Member of the Washington State Senate from the 33rd district
- In office June 1977 – December 9, 1977
- Preceded by: John E. Cunningham
- Succeeded by: Eleanor Lee

Member of the Washington House of Representatives from the 33rd district
- In office December 9, 1977 – February 18, 1980
- Preceded by: Eleanor Lee
- Succeeded by: Russell Austin

Personal details
- Party: Republican

= Eric Rohrbach =

American politician

Eric J. Rohrbach is an American politician from Washington state.
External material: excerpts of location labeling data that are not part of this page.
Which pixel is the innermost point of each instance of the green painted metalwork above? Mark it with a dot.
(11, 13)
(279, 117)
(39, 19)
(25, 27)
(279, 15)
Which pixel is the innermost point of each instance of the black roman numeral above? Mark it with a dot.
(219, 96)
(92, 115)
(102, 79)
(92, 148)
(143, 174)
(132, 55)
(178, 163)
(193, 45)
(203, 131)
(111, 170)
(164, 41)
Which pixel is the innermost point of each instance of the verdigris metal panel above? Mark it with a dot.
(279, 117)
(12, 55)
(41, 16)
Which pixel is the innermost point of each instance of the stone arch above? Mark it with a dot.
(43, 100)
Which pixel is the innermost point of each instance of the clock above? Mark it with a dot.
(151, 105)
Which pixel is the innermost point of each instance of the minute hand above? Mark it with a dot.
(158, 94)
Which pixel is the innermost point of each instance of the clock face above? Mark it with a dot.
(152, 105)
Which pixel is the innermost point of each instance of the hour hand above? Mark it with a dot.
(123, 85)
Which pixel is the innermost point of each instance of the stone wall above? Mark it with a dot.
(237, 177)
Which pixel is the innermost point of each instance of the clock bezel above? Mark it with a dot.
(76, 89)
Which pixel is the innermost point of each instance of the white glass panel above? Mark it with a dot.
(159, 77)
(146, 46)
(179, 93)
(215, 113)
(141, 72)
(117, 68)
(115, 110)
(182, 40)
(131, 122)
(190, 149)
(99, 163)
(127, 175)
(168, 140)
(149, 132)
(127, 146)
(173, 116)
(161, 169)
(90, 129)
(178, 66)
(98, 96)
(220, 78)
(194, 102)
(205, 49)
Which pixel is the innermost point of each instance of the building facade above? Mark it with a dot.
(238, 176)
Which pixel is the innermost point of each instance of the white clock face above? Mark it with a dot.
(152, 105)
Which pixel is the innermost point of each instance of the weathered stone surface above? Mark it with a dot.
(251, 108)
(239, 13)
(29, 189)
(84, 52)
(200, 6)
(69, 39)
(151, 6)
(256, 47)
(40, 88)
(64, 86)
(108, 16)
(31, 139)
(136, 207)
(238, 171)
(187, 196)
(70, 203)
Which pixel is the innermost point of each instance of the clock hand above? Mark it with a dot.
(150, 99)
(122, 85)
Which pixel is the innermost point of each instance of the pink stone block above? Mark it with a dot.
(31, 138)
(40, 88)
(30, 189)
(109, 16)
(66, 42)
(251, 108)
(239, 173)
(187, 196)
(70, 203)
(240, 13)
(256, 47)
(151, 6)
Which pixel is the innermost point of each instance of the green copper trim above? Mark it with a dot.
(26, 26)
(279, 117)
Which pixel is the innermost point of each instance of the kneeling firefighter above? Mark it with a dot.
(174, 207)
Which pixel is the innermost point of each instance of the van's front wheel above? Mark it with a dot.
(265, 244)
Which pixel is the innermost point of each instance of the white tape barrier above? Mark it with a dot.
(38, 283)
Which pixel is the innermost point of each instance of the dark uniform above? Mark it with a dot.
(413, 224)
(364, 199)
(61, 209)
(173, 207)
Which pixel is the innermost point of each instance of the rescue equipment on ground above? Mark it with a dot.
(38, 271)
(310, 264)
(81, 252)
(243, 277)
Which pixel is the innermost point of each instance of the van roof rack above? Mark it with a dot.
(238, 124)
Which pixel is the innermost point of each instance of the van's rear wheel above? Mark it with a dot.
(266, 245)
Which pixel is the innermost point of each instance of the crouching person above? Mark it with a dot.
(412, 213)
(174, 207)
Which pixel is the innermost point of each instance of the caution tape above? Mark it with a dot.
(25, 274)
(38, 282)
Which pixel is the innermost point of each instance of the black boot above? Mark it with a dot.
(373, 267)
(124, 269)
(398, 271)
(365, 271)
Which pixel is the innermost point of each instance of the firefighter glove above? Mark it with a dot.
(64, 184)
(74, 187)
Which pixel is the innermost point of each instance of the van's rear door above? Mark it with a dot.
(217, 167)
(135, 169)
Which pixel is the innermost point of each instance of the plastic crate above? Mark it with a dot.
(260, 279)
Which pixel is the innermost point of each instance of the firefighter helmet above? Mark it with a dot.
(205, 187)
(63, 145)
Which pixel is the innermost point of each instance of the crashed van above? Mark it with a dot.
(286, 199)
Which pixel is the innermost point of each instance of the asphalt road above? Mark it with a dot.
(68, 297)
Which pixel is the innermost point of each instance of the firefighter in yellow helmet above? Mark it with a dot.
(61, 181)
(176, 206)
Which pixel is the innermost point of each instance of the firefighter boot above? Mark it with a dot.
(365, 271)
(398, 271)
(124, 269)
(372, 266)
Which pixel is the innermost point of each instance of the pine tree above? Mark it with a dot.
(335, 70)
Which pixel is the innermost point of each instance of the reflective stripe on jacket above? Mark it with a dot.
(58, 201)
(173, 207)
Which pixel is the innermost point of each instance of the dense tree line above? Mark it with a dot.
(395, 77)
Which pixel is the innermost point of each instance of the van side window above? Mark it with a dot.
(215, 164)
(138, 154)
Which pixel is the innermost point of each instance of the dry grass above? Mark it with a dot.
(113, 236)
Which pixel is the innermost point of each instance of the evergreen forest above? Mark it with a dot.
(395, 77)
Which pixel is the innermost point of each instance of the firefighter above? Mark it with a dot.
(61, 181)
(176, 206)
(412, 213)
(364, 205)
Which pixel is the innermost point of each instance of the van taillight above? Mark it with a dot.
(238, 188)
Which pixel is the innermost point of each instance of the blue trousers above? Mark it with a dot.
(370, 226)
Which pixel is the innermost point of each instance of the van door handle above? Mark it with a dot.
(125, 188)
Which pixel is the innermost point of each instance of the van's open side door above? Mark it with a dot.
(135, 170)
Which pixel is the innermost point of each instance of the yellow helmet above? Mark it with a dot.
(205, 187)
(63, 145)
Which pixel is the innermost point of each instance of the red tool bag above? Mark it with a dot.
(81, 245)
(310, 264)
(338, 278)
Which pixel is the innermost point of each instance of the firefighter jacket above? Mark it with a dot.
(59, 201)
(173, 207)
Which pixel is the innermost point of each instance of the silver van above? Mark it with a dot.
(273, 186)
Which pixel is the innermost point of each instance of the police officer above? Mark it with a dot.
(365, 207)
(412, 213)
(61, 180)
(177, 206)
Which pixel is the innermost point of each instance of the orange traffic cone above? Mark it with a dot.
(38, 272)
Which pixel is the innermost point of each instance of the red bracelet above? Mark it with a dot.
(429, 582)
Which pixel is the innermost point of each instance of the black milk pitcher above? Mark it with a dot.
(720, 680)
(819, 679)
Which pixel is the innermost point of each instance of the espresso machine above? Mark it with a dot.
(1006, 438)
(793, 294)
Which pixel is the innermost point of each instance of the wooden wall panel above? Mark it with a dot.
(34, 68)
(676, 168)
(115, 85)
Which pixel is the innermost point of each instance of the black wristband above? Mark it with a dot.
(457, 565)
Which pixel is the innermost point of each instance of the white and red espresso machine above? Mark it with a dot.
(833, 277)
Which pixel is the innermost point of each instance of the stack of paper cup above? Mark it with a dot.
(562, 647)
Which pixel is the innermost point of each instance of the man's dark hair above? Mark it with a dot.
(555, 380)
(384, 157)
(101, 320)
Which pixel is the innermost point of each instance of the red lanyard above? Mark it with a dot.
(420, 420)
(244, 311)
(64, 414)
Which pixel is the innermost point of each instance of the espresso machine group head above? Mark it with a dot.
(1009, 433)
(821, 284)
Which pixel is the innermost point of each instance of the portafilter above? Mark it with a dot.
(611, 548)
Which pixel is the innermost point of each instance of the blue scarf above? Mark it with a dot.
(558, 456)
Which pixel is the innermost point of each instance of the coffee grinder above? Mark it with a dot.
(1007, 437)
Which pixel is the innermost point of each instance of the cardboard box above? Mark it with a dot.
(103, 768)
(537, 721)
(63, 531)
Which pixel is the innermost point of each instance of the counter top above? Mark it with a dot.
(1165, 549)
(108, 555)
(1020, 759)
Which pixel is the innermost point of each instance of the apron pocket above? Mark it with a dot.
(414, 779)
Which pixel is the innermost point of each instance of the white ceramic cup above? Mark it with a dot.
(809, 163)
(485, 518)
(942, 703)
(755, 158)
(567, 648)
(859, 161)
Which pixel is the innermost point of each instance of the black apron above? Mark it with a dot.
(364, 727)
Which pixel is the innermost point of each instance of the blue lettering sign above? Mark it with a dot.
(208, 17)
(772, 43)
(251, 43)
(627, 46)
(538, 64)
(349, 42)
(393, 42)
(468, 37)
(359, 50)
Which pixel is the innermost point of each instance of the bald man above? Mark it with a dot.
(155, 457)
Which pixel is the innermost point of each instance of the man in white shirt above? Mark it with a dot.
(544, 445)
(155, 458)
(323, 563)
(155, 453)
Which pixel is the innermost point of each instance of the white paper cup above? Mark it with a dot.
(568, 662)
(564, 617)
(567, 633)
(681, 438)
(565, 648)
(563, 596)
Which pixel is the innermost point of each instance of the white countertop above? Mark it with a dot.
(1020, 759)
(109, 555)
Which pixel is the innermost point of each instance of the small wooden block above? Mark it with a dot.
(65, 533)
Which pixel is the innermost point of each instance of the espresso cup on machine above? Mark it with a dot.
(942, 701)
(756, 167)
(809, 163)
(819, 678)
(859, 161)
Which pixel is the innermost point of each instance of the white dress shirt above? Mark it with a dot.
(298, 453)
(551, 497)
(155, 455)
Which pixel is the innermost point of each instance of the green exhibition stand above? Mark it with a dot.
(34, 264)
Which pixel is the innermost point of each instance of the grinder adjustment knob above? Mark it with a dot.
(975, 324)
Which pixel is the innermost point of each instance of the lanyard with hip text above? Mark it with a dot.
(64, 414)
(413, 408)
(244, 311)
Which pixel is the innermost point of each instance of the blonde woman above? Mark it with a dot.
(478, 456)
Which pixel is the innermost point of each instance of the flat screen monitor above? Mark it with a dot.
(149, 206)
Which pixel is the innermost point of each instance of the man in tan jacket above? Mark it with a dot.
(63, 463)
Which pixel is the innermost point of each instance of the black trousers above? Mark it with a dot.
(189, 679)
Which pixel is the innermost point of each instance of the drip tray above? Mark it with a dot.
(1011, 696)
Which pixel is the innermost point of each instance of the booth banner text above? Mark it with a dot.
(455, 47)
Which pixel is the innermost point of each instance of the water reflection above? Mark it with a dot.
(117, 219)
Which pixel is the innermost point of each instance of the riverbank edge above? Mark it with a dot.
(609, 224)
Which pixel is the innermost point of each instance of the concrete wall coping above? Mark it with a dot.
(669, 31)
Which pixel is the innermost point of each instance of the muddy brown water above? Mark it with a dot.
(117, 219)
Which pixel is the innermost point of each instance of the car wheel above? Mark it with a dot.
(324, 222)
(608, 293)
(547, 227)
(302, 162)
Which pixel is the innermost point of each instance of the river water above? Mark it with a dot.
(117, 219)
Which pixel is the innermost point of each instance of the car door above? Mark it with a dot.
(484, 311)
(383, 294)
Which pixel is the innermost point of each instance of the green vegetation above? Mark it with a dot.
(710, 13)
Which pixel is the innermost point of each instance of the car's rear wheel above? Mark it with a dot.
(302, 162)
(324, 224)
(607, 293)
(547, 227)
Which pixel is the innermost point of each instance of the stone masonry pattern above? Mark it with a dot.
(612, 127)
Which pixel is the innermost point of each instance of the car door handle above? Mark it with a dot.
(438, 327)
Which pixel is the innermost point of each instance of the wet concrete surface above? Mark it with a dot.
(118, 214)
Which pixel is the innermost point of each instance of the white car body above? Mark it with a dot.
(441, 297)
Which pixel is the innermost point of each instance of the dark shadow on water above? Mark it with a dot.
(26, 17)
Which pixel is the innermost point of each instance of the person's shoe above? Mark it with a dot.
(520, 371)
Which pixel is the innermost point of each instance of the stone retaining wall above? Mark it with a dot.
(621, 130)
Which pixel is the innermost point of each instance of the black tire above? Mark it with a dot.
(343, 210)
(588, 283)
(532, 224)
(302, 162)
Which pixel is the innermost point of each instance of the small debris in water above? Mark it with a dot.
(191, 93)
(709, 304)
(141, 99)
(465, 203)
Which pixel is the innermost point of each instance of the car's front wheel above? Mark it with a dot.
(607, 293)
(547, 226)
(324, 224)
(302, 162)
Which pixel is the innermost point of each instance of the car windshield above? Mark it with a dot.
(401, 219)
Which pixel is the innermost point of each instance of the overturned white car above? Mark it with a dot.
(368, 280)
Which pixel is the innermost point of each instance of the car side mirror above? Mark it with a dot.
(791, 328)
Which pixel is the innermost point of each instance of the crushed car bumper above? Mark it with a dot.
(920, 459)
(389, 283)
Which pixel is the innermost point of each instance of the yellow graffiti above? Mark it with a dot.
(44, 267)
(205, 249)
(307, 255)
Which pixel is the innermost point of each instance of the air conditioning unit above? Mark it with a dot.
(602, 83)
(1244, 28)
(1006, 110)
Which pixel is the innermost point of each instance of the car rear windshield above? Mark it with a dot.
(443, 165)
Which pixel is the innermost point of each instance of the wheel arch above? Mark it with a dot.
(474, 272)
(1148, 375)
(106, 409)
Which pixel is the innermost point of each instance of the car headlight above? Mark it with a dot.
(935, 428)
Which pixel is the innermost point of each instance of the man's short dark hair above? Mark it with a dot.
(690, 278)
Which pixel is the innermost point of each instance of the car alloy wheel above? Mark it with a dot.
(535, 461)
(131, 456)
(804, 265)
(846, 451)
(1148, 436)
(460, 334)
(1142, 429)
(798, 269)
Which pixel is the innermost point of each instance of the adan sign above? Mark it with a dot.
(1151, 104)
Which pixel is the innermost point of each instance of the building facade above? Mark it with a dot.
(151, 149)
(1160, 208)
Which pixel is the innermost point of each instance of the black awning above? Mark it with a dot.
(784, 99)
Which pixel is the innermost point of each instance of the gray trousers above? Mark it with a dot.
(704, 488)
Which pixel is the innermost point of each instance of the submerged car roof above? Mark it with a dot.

He was a Republican member of the Washington House of Representatives, representing the 33rd legislative district.

He was appointed to the Washington Senate in June 1977 to fill the seat of John E. Cunningham, following Cunningham's election to the United States Congress and resignation from the Washington Senate.

He was appointed to the Washington House of Representatives on December 9, 1977, to serve the unexpired term of Eleanor Lee after she was elected to the Washington Senate in November 1977.

He was elected in the November 1978 General Election.

He received 8,077 votes, or 50.29% of the total, against 7,985 (49.71%) received by Democratic candidate Lorraine Hine.

Rohrbach, who was then 27 and co-chair of the House Insurance Committee, resigned on February 18, 1980. Following Rohrbach's resignation, Russell A. Austin, Jr. was appointed on
February 20, 1980, to serve the unexpired term.